26/1/14

El juego consiste en creer que el cuerpo y la mente no viajan juntos, que hay una posibilidad de que todo lo que contiene esta última puede ser dejado atrás en un movimiento limpio y rápido. Te despiertas antes que ella y te vas de puntillas con las cuatro cosas indispensables. Mi amigo lo intentó. Estuvo jugando al escondite consigo mismo muchos años. Me llamaba cuando en el lugar en el que estaba era de madrugada y en Madrid era la media mañana de un martes laborable. Desde un teléfono público insistía en que lo estaba consiguiendo. Por si no le creía, le pasaba el auricular a una mujer borracha que me saludaba y me decía que me cogiera un avión y me juntara con ellos. Después transcurrían largas temporadas sin noticias hasta que un día leía en un papel: Estoy en Borneo. Vivo desnudo con los nativos. Trepamos a los árboles. Comemos lo que la tierra nos da. La carta no especificaba fecha. El papel olía a gasolina.
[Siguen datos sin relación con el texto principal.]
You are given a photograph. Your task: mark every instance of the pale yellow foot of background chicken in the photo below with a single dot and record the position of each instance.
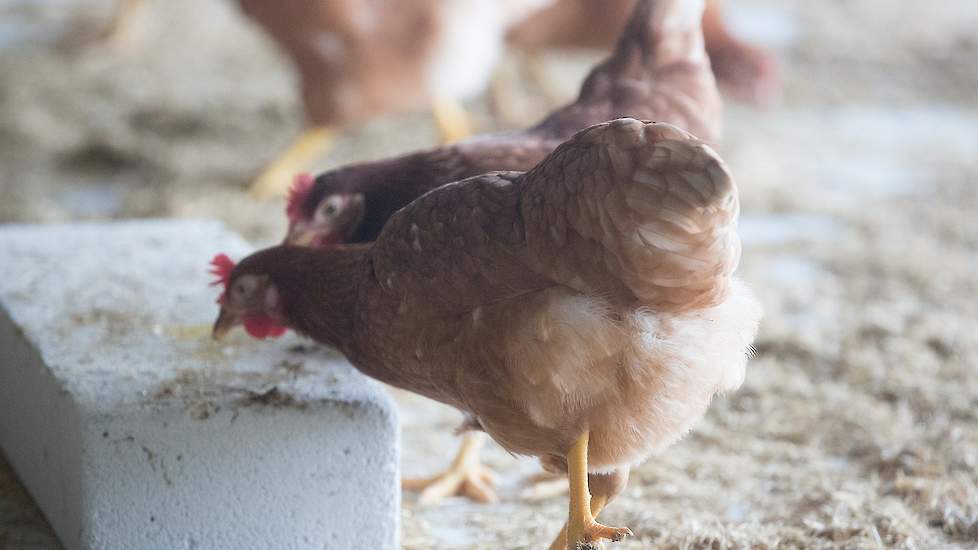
(277, 177)
(452, 120)
(465, 477)
(543, 486)
(581, 528)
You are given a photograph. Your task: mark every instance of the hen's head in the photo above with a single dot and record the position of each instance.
(249, 299)
(320, 215)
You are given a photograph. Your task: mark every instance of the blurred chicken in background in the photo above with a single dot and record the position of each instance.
(359, 59)
(743, 71)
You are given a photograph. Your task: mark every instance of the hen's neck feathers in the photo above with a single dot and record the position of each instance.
(317, 288)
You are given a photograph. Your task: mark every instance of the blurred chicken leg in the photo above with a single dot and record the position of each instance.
(276, 178)
(465, 477)
(581, 526)
(453, 121)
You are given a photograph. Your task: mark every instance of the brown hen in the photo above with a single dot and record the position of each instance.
(584, 312)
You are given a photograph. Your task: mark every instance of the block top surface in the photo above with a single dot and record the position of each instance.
(120, 313)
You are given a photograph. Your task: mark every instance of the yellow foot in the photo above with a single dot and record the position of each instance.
(276, 179)
(466, 477)
(582, 530)
(452, 120)
(593, 532)
(543, 486)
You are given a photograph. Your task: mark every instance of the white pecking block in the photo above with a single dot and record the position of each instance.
(133, 430)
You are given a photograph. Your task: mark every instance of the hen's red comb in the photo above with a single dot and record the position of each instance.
(301, 186)
(221, 267)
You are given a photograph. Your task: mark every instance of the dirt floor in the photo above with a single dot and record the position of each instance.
(858, 423)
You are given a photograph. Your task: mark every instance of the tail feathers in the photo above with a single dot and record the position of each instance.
(649, 214)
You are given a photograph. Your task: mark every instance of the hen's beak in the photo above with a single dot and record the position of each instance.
(225, 322)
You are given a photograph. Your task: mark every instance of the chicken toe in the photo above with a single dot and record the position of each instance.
(466, 477)
(452, 120)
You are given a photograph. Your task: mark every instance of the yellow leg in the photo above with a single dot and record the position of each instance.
(465, 477)
(277, 177)
(582, 529)
(120, 31)
(452, 120)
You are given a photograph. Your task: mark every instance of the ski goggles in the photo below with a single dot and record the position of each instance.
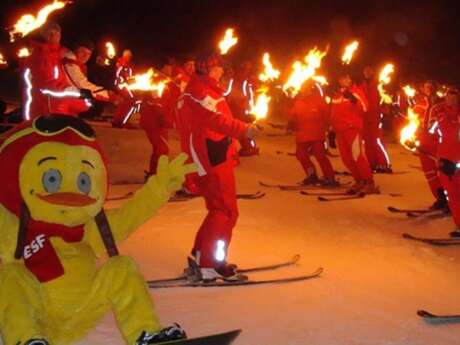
(51, 125)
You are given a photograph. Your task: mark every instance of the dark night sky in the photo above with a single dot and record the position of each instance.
(421, 37)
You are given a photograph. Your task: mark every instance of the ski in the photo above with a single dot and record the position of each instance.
(223, 283)
(429, 316)
(432, 213)
(343, 193)
(276, 266)
(399, 210)
(213, 339)
(433, 241)
(342, 198)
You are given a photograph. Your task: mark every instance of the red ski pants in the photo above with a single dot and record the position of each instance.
(213, 238)
(429, 163)
(351, 150)
(158, 137)
(376, 152)
(452, 187)
(318, 150)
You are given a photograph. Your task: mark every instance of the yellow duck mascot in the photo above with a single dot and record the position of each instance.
(53, 228)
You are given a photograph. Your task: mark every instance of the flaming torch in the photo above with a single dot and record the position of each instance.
(110, 53)
(269, 73)
(3, 62)
(349, 52)
(23, 52)
(385, 79)
(260, 107)
(228, 41)
(408, 137)
(145, 82)
(302, 71)
(28, 22)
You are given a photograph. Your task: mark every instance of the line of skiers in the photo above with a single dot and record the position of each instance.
(210, 114)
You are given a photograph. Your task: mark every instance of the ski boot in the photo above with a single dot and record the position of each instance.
(226, 272)
(37, 342)
(167, 334)
(356, 188)
(455, 233)
(330, 183)
(310, 180)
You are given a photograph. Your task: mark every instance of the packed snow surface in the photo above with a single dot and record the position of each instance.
(374, 280)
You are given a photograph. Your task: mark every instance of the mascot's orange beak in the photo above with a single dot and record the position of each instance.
(68, 199)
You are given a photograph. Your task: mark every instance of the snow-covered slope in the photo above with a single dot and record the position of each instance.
(374, 281)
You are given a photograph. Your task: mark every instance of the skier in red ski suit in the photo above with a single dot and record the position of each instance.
(429, 142)
(376, 152)
(46, 88)
(156, 120)
(205, 117)
(348, 106)
(129, 104)
(182, 76)
(447, 116)
(309, 117)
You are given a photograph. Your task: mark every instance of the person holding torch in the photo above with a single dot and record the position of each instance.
(206, 120)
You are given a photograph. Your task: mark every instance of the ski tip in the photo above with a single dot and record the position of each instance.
(424, 314)
(407, 236)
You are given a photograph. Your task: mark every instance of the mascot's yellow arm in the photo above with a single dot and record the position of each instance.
(9, 225)
(144, 204)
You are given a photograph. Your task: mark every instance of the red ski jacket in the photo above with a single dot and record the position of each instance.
(310, 117)
(206, 120)
(370, 90)
(447, 125)
(43, 71)
(345, 113)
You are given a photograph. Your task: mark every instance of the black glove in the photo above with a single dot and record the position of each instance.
(331, 140)
(86, 94)
(348, 95)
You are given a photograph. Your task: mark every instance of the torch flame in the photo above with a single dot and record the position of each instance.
(228, 41)
(409, 91)
(23, 52)
(349, 52)
(145, 82)
(3, 62)
(408, 137)
(28, 22)
(110, 50)
(269, 74)
(302, 71)
(260, 107)
(385, 79)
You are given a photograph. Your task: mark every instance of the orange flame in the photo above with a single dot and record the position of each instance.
(145, 82)
(349, 52)
(228, 41)
(385, 79)
(407, 136)
(3, 62)
(303, 71)
(409, 91)
(269, 73)
(260, 107)
(23, 52)
(110, 53)
(28, 22)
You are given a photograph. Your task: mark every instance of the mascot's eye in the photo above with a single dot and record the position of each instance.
(51, 180)
(84, 183)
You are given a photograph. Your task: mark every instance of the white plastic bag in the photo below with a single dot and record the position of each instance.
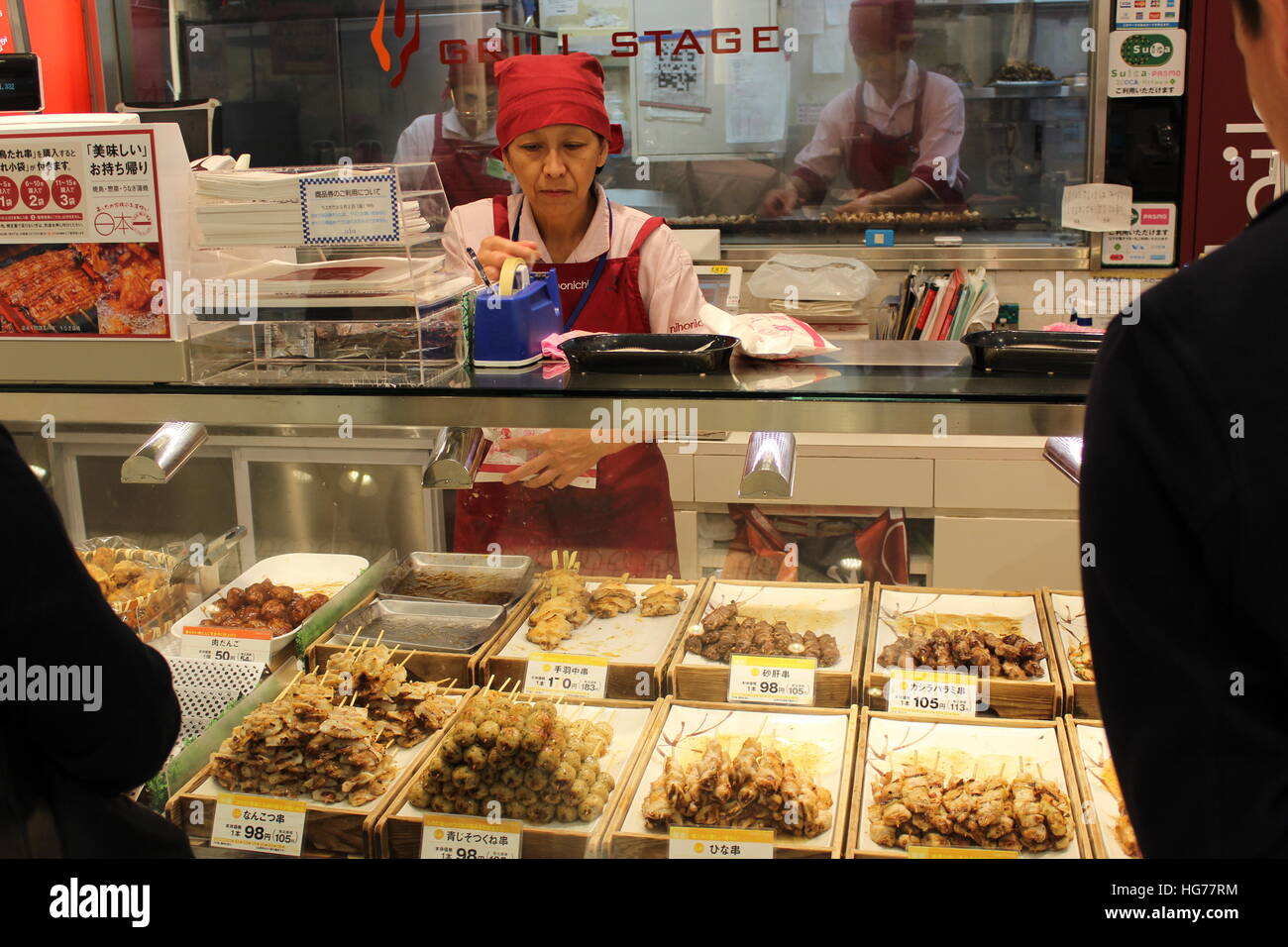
(809, 275)
(767, 334)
Es extraño acercarse un papel a la nariz e imaginar cómo será la vida del que te escribe: relacionar Borneo, nativos y gasolina en un mismo pensamiento y desear que sea armónico y después actuar como el que alisa la arruga de un mantel mientras espera ansioso la llegada de los invitados. Mi amigo está bien, piensas, puede que por fin le haya dado esquinazo a su tormenta. Luego vinieron Miami, Los Ángeles y una lista de ciudades y estados que fueron llegando confusos a ese lugar desde el que se organiza la logística de una amistad y adonde primero llegan las noticias de los hilos que se rompen o las interferencias producidas por el silencio. Un centro de datos desde el que alguien que bebe demasiado café acaba diciendo: le hemos perdido. Sí. Eso fue exactamente lo que pasó. En el último trago de café sentí su ausencia. Algo por dentro me dijo que sería un estado permanente, de difícil vuelta atrás. Años después me enteré que vivía en Santo Domingo, que se había casado, que tenía un hijo. Puede que en esa isla su cuerpo firmara un armisticio con su mente. Ya no huiré más. A cambio tú dejarás de lanzar esas bombas que hacían que durmiese abrazado a una maleta, temblando, sin poder cerrar nunca del todo los ojos. O simplemente se cansó. Los perros viejos ya no van a por la pelota que les tira nadie.